In this parable, God is that farmer and we are his hired hands. One day, the farmer’s hired hands came in to report the presence of weeds growing among the wheat and to suggest that they could to fire-up their big weed-eaters and go to work on them! The wise farmer gives them a quick and firm “no, don’t you dare!” “Leave the weeds alone and let them grow together with the wheat till harvest time!” Wisely, the farmer tells his hired hands that if they uprooted the weeds now, they would end up pulling up the wheat along with them because, at this point, no one could tell one from the other!
This is a wonderful parable because the specific weed Jesus is talking about is an especially noxious weed that looks exactly like wheat when it is young and tender. In fact, people back then had a nickname for the particular kind of weed Jesus was talking about. They called it “bastard wheat!” Not only did it look exactly like wheat when it was young and tender, its roots also entangled themselves around the roots of tender wheat shoots! Not only can they not be distinguished, one from the other, their roots had become so entwined that if you tried to pull the weeds up too early, you would end up destroying the precious wheat crop by pulling up the wheat too early as well!
When the time finally came for harvest, the weeds and wheat would be cut together and threshed. Threshing was the process of separating the seeds from the chaff. The wheat seeds had a golden color and the weed seeds had a slate gray color which made it easier to separate them. The weed seeds were slightly poisonous, having a bitter taste and causing dizziness and sickness, so they had to be destroyed. The precious wheat could then be stored in the farmer's barn.
The point of the parable is that, unlike human beings who tend to judge quickly, God is lenient and patient.
This parable clearly reflects Jesus’ own experience of being condemned by religious people. They thought of themselves as the precious wheat while the social outcasts that Jesus associated with as noxious weeds. Jesus could see that often it is the other way around! As Scripture says, “People see externals, but God can see into people's hearts.”
My friends, the message to us today is simple!
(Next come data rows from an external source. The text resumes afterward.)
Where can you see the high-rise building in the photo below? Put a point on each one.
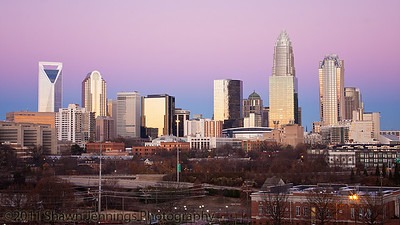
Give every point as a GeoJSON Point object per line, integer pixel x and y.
{"type": "Point", "coordinates": [158, 112]}
{"type": "Point", "coordinates": [75, 124]}
{"type": "Point", "coordinates": [105, 128]}
{"type": "Point", "coordinates": [228, 97]}
{"type": "Point", "coordinates": [32, 117]}
{"type": "Point", "coordinates": [180, 118]}
{"type": "Point", "coordinates": [283, 95]}
{"type": "Point", "coordinates": [94, 94]}
{"type": "Point", "coordinates": [331, 90]}
{"type": "Point", "coordinates": [252, 110]}
{"type": "Point", "coordinates": [29, 135]}
{"type": "Point", "coordinates": [128, 114]}
{"type": "Point", "coordinates": [353, 102]}
{"type": "Point", "coordinates": [50, 87]}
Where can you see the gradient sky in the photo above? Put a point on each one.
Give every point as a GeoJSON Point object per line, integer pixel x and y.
{"type": "Point", "coordinates": [179, 47]}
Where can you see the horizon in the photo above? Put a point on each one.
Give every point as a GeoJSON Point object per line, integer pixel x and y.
{"type": "Point", "coordinates": [180, 48]}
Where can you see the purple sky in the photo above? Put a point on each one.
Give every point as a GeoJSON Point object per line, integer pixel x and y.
{"type": "Point", "coordinates": [180, 47]}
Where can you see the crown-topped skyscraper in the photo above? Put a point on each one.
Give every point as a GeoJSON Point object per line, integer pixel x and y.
{"type": "Point", "coordinates": [283, 96]}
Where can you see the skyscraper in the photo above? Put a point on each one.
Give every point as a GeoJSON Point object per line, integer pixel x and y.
{"type": "Point", "coordinates": [94, 94]}
{"type": "Point", "coordinates": [353, 102]}
{"type": "Point", "coordinates": [128, 114]}
{"type": "Point", "coordinates": [75, 124]}
{"type": "Point", "coordinates": [228, 97]}
{"type": "Point", "coordinates": [331, 90]}
{"type": "Point", "coordinates": [283, 95]}
{"type": "Point", "coordinates": [158, 112]}
{"type": "Point", "coordinates": [252, 110]}
{"type": "Point", "coordinates": [50, 86]}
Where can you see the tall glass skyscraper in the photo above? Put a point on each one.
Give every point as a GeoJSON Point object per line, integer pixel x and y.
{"type": "Point", "coordinates": [50, 87]}
{"type": "Point", "coordinates": [94, 94]}
{"type": "Point", "coordinates": [158, 113]}
{"type": "Point", "coordinates": [128, 114]}
{"type": "Point", "coordinates": [283, 95]}
{"type": "Point", "coordinates": [228, 97]}
{"type": "Point", "coordinates": [331, 90]}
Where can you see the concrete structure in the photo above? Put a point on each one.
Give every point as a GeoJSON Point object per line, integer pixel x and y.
{"type": "Point", "coordinates": [283, 94]}
{"type": "Point", "coordinates": [128, 114]}
{"type": "Point", "coordinates": [94, 94]}
{"type": "Point", "coordinates": [29, 135]}
{"type": "Point", "coordinates": [228, 96]}
{"type": "Point", "coordinates": [209, 143]}
{"type": "Point", "coordinates": [32, 117]}
{"type": "Point", "coordinates": [105, 128]}
{"type": "Point", "coordinates": [203, 128]}
{"type": "Point", "coordinates": [75, 124]}
{"type": "Point", "coordinates": [331, 90]}
{"type": "Point", "coordinates": [352, 102]}
{"type": "Point", "coordinates": [94, 147]}
{"type": "Point", "coordinates": [253, 111]}
{"type": "Point", "coordinates": [50, 86]}
{"type": "Point", "coordinates": [158, 112]}
{"type": "Point", "coordinates": [335, 134]}
{"type": "Point", "coordinates": [180, 118]}
{"type": "Point", "coordinates": [334, 203]}
{"type": "Point", "coordinates": [287, 135]}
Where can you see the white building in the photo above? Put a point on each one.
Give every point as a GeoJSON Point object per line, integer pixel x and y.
{"type": "Point", "coordinates": [75, 124]}
{"type": "Point", "coordinates": [94, 94]}
{"type": "Point", "coordinates": [128, 114]}
{"type": "Point", "coordinates": [50, 87]}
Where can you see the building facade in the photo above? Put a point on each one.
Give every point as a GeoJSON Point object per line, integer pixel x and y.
{"type": "Point", "coordinates": [253, 111]}
{"type": "Point", "coordinates": [50, 87]}
{"type": "Point", "coordinates": [32, 117]}
{"type": "Point", "coordinates": [331, 90]}
{"type": "Point", "coordinates": [228, 97]}
{"type": "Point", "coordinates": [128, 114]}
{"type": "Point", "coordinates": [94, 94]}
{"type": "Point", "coordinates": [283, 95]}
{"type": "Point", "coordinates": [105, 128]}
{"type": "Point", "coordinates": [180, 118]}
{"type": "Point", "coordinates": [353, 102]}
{"type": "Point", "coordinates": [74, 124]}
{"type": "Point", "coordinates": [29, 135]}
{"type": "Point", "coordinates": [158, 112]}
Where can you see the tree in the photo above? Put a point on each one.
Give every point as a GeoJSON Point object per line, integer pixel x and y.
{"type": "Point", "coordinates": [371, 208]}
{"type": "Point", "coordinates": [322, 203]}
{"type": "Point", "coordinates": [275, 205]}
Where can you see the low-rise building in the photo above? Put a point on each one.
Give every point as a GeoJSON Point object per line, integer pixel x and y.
{"type": "Point", "coordinates": [330, 203]}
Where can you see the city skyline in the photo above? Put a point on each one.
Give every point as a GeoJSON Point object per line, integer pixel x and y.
{"type": "Point", "coordinates": [186, 45]}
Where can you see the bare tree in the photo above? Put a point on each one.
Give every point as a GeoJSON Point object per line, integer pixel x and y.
{"type": "Point", "coordinates": [322, 203]}
{"type": "Point", "coordinates": [275, 206]}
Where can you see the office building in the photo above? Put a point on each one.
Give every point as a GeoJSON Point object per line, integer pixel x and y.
{"type": "Point", "coordinates": [105, 128]}
{"type": "Point", "coordinates": [76, 125]}
{"type": "Point", "coordinates": [158, 112]}
{"type": "Point", "coordinates": [283, 95]}
{"type": "Point", "coordinates": [32, 117]}
{"type": "Point", "coordinates": [228, 97]}
{"type": "Point", "coordinates": [253, 111]}
{"type": "Point", "coordinates": [50, 87]}
{"type": "Point", "coordinates": [94, 94]}
{"type": "Point", "coordinates": [353, 102]}
{"type": "Point", "coordinates": [180, 118]}
{"type": "Point", "coordinates": [331, 90]}
{"type": "Point", "coordinates": [128, 114]}
{"type": "Point", "coordinates": [29, 135]}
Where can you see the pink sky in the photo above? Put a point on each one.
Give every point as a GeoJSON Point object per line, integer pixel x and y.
{"type": "Point", "coordinates": [180, 47]}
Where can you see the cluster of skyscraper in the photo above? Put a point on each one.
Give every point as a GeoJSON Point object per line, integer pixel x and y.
{"type": "Point", "coordinates": [134, 116]}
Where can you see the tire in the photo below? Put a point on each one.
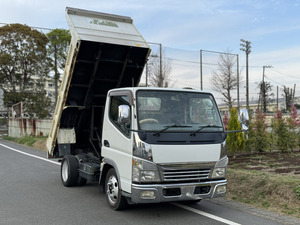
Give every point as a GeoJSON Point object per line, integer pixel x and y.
{"type": "Point", "coordinates": [113, 191]}
{"type": "Point", "coordinates": [81, 181]}
{"type": "Point", "coordinates": [69, 171]}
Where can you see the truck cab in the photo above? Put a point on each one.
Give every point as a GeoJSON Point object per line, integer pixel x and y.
{"type": "Point", "coordinates": [164, 144]}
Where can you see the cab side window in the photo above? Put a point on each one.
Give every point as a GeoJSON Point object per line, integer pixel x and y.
{"type": "Point", "coordinates": [115, 102]}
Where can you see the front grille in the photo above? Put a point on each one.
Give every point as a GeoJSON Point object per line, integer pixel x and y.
{"type": "Point", "coordinates": [175, 174]}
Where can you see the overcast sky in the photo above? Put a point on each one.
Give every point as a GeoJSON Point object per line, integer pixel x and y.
{"type": "Point", "coordinates": [272, 26]}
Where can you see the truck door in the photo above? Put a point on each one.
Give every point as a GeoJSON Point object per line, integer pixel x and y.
{"type": "Point", "coordinates": [117, 141]}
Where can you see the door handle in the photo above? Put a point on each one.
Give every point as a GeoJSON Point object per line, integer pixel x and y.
{"type": "Point", "coordinates": [106, 143]}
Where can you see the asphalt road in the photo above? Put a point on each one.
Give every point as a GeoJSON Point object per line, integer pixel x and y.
{"type": "Point", "coordinates": [31, 192]}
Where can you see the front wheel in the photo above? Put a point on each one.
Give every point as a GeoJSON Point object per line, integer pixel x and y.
{"type": "Point", "coordinates": [113, 191]}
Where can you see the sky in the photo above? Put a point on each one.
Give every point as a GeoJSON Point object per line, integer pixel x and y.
{"type": "Point", "coordinates": [186, 27]}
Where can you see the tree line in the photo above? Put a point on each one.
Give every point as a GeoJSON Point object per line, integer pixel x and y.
{"type": "Point", "coordinates": [283, 134]}
{"type": "Point", "coordinates": [24, 53]}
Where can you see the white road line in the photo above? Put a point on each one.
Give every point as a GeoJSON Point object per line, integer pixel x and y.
{"type": "Point", "coordinates": [205, 214]}
{"type": "Point", "coordinates": [176, 204]}
{"type": "Point", "coordinates": [34, 156]}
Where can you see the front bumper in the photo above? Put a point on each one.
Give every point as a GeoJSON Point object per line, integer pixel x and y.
{"type": "Point", "coordinates": [155, 193]}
Good and evil exist side by side in the church and in the world, but we need to be very weary of overzealous fanatics who want to "pull weeds" and “clean house” - whether they come from the church or the government! More often than not, those people do more harm than good because they really cannot see what they are doing, or even understand the purity of their own motives, all that well! As Jesus put it, "Be aware of wolves dressed up to look like sheep!"
What to do with "weeds," has always been, and will always will be, a problem for the church! However, as the parable teaches us today, we also need to know that weed-pullers have sometimes created bigger problems than the "weeds" they so eagerly want to pull! As Jesus said, "...if you pull up the weeds you might uproot the wheat along with them. Let them grow together until harvest." As Billy Graham so wisely put it, "It is the Holy Spirit's job to convict, God's job to judge and my job to love!"